We acknowledge several limitations that may affect the generalizability and interpretability of our results. These are outlined below to ensure transparency and guide future replication and extension of this work.

Hardware specificity. All experiments were conducted on a fixed hardware setup: an Intel® Core i5-9400F CPU and an NVIDIA GTX 1660 SUPER GPU. While this configuration provides a stable and representative mid-range testbed, performance characteristics may vary on more powerful or newer architectures (e.g., RTX 40 series, AMD Radeon GPUs, or Apple M-series chips). Thus, care must be taken when generalizing the reported speedups to other hardware.
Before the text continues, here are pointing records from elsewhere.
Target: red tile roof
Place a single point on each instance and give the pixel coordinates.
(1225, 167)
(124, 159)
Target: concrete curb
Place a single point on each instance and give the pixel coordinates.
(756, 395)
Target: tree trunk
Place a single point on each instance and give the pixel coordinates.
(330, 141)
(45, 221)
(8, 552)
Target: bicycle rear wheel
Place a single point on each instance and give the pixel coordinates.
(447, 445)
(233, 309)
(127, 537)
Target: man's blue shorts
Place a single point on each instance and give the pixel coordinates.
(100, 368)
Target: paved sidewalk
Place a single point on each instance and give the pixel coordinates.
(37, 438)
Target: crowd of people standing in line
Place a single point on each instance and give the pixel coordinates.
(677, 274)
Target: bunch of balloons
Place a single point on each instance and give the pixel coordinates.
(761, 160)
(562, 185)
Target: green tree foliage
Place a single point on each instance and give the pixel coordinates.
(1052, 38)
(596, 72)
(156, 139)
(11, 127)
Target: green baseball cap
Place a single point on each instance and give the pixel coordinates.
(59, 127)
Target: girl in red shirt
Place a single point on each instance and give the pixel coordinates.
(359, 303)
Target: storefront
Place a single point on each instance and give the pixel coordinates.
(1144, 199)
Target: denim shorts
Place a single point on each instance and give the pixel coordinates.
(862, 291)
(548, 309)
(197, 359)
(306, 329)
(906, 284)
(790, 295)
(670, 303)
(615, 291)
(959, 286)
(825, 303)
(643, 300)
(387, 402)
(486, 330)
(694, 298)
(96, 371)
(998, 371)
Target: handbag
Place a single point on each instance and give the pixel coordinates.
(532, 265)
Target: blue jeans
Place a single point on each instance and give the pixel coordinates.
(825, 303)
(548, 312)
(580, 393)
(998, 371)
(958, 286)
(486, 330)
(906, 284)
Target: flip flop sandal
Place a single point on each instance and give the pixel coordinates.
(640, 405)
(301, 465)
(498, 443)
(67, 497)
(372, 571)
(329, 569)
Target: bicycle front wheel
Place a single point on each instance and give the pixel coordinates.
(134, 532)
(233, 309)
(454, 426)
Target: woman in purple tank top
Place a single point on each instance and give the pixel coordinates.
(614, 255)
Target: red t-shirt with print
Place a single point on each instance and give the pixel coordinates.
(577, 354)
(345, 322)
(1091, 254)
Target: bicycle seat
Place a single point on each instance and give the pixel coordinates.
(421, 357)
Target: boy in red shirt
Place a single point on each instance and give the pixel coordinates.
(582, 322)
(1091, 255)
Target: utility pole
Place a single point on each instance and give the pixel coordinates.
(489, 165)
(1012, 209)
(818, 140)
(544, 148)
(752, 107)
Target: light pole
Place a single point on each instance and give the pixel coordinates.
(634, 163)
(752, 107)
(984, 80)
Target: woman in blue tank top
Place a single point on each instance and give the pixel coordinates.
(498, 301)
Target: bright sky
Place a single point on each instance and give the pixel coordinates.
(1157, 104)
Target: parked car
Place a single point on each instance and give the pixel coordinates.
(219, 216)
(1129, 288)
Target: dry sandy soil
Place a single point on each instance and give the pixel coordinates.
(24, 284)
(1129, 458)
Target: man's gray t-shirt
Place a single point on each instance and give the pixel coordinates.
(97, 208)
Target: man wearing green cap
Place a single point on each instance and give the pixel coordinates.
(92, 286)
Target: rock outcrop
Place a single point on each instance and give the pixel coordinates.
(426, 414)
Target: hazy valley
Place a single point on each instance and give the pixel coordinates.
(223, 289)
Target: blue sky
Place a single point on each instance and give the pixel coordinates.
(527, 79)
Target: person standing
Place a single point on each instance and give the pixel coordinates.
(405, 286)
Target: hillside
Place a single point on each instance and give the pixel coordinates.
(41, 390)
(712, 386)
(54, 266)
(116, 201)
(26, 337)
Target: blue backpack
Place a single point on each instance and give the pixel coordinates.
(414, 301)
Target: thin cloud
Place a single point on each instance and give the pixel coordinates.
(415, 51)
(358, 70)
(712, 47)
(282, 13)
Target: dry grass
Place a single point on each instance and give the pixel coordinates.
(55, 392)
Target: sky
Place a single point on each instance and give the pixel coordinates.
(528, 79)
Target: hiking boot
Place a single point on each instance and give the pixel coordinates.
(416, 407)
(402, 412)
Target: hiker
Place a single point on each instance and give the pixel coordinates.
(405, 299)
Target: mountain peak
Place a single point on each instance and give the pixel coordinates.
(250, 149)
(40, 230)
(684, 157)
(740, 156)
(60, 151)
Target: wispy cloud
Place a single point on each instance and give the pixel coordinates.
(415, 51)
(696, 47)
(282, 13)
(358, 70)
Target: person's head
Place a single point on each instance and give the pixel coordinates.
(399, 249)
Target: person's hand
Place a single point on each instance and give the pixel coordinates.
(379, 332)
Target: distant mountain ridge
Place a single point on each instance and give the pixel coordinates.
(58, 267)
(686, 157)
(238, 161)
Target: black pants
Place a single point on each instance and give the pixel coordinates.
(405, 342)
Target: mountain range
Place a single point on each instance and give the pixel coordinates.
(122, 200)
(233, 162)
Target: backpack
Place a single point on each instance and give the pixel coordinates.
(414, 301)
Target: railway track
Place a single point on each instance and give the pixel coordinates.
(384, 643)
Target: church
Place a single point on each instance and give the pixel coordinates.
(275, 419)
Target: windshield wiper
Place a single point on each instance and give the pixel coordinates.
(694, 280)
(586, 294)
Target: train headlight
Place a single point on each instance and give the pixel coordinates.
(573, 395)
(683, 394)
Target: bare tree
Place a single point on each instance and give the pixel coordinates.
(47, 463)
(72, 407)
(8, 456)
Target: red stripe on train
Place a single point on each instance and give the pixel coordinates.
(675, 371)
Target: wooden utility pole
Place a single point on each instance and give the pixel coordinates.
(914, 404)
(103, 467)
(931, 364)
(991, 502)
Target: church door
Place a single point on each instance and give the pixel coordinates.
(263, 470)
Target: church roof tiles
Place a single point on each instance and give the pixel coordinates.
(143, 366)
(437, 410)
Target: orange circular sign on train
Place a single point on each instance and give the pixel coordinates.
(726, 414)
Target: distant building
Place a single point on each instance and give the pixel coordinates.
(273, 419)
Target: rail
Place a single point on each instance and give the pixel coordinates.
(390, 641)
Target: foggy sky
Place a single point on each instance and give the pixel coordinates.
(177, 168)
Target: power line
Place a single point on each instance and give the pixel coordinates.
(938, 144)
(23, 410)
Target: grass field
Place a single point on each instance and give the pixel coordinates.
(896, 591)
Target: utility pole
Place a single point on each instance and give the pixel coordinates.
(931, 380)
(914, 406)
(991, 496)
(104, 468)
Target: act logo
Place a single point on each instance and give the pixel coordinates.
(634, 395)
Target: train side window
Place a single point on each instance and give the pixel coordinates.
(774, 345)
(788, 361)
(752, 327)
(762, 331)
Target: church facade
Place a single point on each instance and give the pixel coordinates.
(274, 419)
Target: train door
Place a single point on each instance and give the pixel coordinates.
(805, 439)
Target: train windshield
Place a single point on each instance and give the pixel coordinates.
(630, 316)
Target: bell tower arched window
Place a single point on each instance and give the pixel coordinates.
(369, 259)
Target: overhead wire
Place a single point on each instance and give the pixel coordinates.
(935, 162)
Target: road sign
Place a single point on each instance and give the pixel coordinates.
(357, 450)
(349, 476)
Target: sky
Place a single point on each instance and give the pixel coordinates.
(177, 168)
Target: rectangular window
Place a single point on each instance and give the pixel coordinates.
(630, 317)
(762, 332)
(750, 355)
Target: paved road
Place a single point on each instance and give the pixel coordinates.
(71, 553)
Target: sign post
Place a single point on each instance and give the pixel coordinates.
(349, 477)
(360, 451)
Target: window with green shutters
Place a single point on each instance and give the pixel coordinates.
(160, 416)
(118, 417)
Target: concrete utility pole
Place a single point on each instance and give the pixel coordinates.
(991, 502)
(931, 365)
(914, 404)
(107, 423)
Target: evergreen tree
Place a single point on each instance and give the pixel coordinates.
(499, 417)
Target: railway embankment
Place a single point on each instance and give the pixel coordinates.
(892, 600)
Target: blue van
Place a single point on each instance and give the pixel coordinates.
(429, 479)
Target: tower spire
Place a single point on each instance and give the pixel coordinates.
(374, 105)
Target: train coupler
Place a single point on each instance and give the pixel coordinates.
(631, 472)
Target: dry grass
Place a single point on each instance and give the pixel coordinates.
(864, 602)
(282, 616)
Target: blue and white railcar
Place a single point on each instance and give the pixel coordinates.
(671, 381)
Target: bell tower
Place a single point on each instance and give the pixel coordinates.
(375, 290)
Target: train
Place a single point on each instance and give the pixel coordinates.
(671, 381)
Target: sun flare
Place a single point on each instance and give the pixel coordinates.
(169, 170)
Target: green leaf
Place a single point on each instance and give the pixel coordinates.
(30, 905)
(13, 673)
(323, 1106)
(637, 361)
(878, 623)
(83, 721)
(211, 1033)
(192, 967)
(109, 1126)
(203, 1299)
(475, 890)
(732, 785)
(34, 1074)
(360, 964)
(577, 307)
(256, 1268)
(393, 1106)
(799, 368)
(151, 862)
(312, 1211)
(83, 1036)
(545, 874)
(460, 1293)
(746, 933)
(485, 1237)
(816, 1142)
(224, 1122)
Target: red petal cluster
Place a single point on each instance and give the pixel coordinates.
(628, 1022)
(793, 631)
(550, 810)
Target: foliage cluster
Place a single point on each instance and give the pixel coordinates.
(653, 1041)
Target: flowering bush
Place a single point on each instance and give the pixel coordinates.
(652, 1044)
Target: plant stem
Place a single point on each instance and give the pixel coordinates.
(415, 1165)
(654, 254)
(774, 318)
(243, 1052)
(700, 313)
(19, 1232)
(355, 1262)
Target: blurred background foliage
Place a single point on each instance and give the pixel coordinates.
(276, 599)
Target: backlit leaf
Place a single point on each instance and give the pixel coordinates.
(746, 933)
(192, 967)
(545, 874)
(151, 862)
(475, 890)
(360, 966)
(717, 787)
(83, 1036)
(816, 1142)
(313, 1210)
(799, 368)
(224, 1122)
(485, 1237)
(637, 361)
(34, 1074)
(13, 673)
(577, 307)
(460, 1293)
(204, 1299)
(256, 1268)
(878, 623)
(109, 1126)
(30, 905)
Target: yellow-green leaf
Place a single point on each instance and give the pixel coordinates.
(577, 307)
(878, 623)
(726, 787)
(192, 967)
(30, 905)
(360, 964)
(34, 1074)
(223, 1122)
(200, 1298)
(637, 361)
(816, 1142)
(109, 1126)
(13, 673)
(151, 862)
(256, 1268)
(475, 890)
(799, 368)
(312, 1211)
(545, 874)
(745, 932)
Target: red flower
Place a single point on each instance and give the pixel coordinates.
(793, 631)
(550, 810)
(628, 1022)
Algorithm scope. We focused our analysis on five sorting algorithms: MS, QS, BS, SS and RS. While these represent a diverse range of algorithmic paradigms, we did not include GPU-optimized sample sort, bitonic sort, or hybrid CPU–GPU strategies, which may exhibit different performance trade-offs. Including them in future work could provide a broader comparative picture.

Dataset size and distribution. All experiments were performed on a fixed input size of ten million integers, across four distribution types: random, sorted, reverse-sorted, and nearly sorted. Although these represent common cases in performance testing, they may not fully capture the complexity or variability of real-world datasets, such as skewed or multi-modal distributions. Future work may explore adaptive sorting performance on larger or more diverse data.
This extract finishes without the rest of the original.